From running marathons to climbing Macchu Pichu, Michigan women say getting the vaccine will give them their life back.
ST. CLAIR, Mich.—During the pandemic, the St. Clair Historical Museum closed down in their small town on the Canadian border. From an exhibit on a shoemaker’s shop to the last lingering memories of the once-famed Oakland Hotel, the town’s history has been in isolation.
Chrissy Gorzen is hoping the doors can open again soon.
Thanks to the vaccination campaign that has delivered well over 3 million doses to Michiganders including her, the other side of the pandemic seems closer than ever before. That means Gorzen and her fellow history buffs can safely return to the museum.
“My museum buddies are all older than me, and they were very, very active,” Gorzen told The ‘Gander. “I’m looking forward to working, and spending time with them. I was heartbroken when we couldn’t open the museum last year. We were not going to argue about the masks with people. But, there was such a tone of sadness with them, that certain parts of society found them to be expendable. Not worth the community effort.”
The museum was remodeled before the pandemic, and it was a disappointment to the staff that they couldn’t show the renovations off last year. But Gorzen understood the need to protect vulnerable museum staff.
And as one of the museum’s core volunteers, she’s excited to teach people about the town’s history with shipwrights and the famous Diamond Crystal Salt produced in St. Clair. The salt is one of Michigan’s marks on food alongside giants like Kellogg and is unique among kosher salts, being one of St. Clair’s greatest points of pride.
Gorzen also sees an opportunity to add to the museum the history of her town during the coronavirus, for future residents to learn from generations from now.
“As people visit again, they will bring us more history as well,” she explained. “With stories, photographs that they let us borrow to scan. I’d love to collect stories from people’s experiences. As I would have enjoyed knowing about how the Spanish Flu changed people’s lives back in 1918.”

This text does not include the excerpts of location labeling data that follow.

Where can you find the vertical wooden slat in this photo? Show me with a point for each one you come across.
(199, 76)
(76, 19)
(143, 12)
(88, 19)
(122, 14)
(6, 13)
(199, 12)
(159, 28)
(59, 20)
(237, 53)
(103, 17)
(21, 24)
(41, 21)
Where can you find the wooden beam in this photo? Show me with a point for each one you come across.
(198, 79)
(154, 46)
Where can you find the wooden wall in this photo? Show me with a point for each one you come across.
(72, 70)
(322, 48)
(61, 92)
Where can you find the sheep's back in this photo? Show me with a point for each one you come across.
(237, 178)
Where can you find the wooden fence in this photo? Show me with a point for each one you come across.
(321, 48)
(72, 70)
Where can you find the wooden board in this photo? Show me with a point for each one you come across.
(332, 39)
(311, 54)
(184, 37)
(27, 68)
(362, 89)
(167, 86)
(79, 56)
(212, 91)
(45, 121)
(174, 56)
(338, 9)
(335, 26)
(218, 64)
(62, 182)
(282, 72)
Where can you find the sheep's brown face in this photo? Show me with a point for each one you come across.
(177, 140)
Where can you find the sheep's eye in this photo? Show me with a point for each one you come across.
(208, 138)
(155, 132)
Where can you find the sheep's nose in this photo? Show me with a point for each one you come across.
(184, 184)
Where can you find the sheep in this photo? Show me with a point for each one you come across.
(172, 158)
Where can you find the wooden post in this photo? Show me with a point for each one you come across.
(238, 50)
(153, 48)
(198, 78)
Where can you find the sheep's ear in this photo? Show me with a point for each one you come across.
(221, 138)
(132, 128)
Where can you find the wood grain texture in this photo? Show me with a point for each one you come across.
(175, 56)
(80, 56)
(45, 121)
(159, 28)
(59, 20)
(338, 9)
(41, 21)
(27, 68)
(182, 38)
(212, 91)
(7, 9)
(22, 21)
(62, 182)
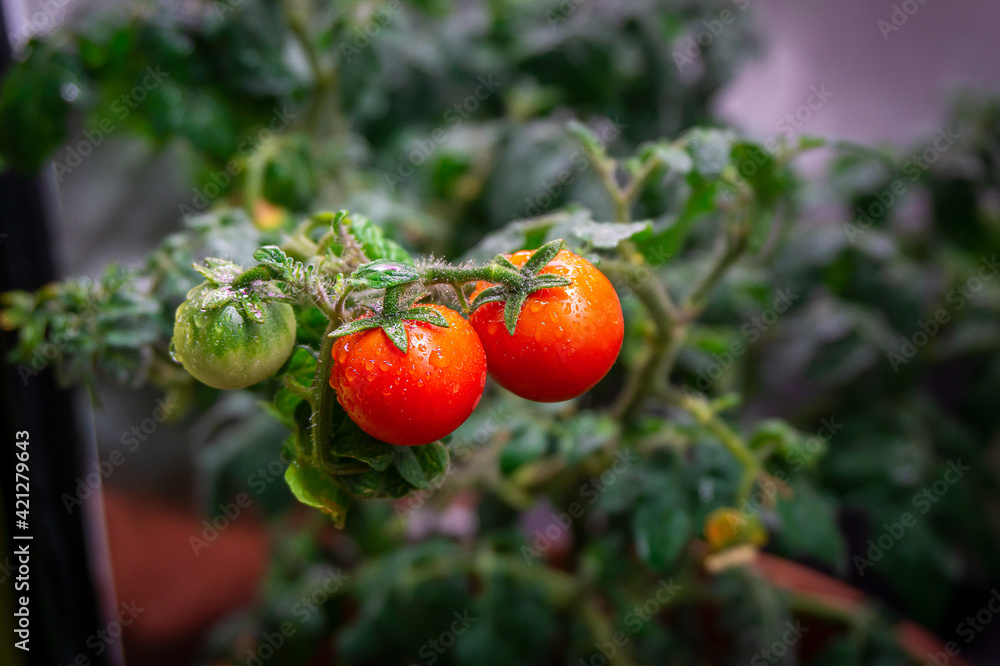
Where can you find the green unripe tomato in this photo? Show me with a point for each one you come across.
(225, 350)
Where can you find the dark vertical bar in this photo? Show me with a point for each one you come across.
(64, 607)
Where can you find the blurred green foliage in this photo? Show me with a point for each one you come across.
(447, 123)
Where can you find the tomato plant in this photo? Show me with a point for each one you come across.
(738, 380)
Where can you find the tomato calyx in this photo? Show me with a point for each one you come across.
(513, 293)
(394, 278)
(392, 324)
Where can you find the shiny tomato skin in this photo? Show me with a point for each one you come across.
(412, 398)
(566, 340)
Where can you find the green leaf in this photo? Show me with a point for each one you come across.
(218, 271)
(408, 466)
(710, 150)
(661, 532)
(665, 239)
(389, 483)
(349, 441)
(586, 137)
(421, 465)
(313, 488)
(602, 235)
(528, 443)
(271, 254)
(33, 111)
(674, 158)
(809, 526)
(372, 240)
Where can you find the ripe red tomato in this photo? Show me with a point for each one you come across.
(412, 398)
(566, 340)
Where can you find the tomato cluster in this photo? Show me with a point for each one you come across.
(416, 388)
(566, 340)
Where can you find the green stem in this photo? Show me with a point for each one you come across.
(491, 272)
(732, 250)
(699, 408)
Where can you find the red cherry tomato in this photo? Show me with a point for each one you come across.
(566, 340)
(412, 398)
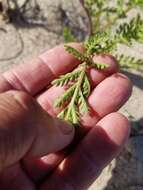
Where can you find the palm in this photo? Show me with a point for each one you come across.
(107, 97)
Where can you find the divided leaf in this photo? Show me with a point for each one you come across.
(66, 96)
(129, 62)
(76, 53)
(83, 107)
(65, 79)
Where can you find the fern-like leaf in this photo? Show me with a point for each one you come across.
(86, 86)
(100, 43)
(60, 101)
(129, 62)
(83, 107)
(76, 53)
(65, 79)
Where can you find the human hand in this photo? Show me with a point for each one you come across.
(28, 132)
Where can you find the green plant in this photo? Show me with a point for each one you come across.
(100, 41)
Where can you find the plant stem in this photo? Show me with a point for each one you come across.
(78, 86)
(90, 24)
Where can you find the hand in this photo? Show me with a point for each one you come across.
(27, 132)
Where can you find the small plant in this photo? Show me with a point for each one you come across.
(103, 38)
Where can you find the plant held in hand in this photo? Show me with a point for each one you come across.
(77, 85)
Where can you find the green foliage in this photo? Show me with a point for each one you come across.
(68, 36)
(73, 100)
(105, 36)
(129, 62)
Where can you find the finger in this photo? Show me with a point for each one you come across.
(109, 96)
(98, 148)
(26, 129)
(36, 74)
(15, 178)
(32, 76)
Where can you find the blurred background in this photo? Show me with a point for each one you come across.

The museum is how Gorzen is looking forward to recapturing what her life was like before the pandemic. While she looks forward to reflecting, just 25 miles north in Lakeport, vaccinated community college professor Patricia Frank is looking to move again.
“I can’t wait to run marathons again,” Frank told the ‘Gander. “Running alone is fun, but the payoff for all the hard work is race day and the after-party with other athletes.”
Frank has been teaching from home, designing online courses for students at St. Clair County Community College. With retirement on the horizon, Frank is looking forward to spending her last year or two in a classroom again. And she’s looking forward to getting far, far outside the classroom as well.
“I also am itching to travel again,” she said. “I was supposed to climb Macchu Pichu in Peru last summer, but I hope to get there soonish. I also plan to visit Ireland, France, Spain, and Switzerland with my husband, and India and China with my sister in the next few years.”
For women like Frank and Gorzen, the vaccine means the world can slowly wake up again and their passions from the past to far-off destinations can be reignited.
“I miss gossiping about history, having people tell me their secrets, that I need to hold until they pass,” Gorzen said. “It seems as if we all went into hibernation.”